Kelly Boland was a painter who focused on postexpressionism and has works in the Dublin Municipal Gallery. Both of her parents
greatly influenced Boland’s poetry. Due to her father’s career as a diplomat, she attended a convent school in
London from 1950 to 1956 as her father served as Irish ambassador to the Court of St. James, where she first experienced anti-Irish
sentiment at age six. Consequently, her experiences in London greatly influenced her style of writing and only served to strengthen
her nationalistic pride. Therefore, her poem, “An Irish Childhood in England: 1951,” potrays her experiences while
living in London. She then attended the Convent of the Sacred Heart School in New York City, where her experiences led her
to believe in an inner reality rather than an outer reality, which is a common theme found in her poems.
However, the most influential school that molded her as an individual was Holy Child Convent in Killiney, County Dublin,
where she attended from 1959 to 1962. It was at this school that she was able to reconnect with her Irish roots and brought
serenity and happiness.
After graduating from the boarding school in Dublin, Boland worked as
a housekeeper at the Gresham Hotel in Dublin, and used her salary to publish a
pamphlet titled 23 poems (1962). She received her Bachelors of Arts Degree from
Trinity College where she graduated with
first-class honors English degree. Since then, she has held numerous teaching positions in addition to publishing poetry,
journal articles, and books. Her marriage to novelist Kevin Casey in 1969 and the births of her two daughters greatly influenced
her writing since much of her following works focuses on her life as a mother and wife. In 1980, Boland published a controversial
work, In Her Own Image that brought her into debates over feminism and the role of female poets in Ireland.

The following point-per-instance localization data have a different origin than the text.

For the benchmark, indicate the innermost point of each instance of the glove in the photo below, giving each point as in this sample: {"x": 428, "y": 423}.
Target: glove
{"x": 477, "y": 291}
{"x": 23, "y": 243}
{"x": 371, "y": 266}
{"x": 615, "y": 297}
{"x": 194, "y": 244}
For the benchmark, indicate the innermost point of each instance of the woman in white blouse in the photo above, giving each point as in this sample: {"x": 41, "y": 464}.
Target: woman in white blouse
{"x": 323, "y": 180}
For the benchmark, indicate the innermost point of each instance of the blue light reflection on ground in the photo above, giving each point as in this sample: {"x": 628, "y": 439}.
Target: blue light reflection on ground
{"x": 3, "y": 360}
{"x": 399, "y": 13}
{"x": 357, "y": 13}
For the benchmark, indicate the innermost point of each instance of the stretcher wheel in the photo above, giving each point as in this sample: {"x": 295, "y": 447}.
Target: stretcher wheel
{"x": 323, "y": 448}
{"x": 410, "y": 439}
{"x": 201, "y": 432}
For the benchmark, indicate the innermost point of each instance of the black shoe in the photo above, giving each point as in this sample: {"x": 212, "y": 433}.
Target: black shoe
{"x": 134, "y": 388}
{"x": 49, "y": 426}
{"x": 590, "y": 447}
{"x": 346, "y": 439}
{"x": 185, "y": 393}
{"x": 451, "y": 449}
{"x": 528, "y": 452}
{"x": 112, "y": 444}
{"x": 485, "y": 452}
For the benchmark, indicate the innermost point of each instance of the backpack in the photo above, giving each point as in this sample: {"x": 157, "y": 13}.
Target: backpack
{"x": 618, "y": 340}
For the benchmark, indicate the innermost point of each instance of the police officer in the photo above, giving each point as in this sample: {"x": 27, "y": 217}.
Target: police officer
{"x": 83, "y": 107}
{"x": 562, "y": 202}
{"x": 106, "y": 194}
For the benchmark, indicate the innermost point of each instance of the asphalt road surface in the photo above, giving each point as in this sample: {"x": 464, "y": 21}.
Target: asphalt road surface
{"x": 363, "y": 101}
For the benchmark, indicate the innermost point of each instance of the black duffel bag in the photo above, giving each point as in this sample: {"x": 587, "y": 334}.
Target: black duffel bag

Consequently, Boland has been a stable and influential voice for equality for women poets in the male-dominated literary world
of Ireland. Boland’s poetry has also resulted into her
recognition as a literary figure. She regularly writes reviews for the Irish Times as well as articles on the broad genre
of literary topics and has also lectured at the School of Irish Studies
in Dublin. She has taught at Trinity
College, University College,
and Bowdoin College in addition to being
a member at the University of Iowa’s
International Writing Program. She is currently a professor of English at Stanford
University (Gale Contemporary Literary Criticism).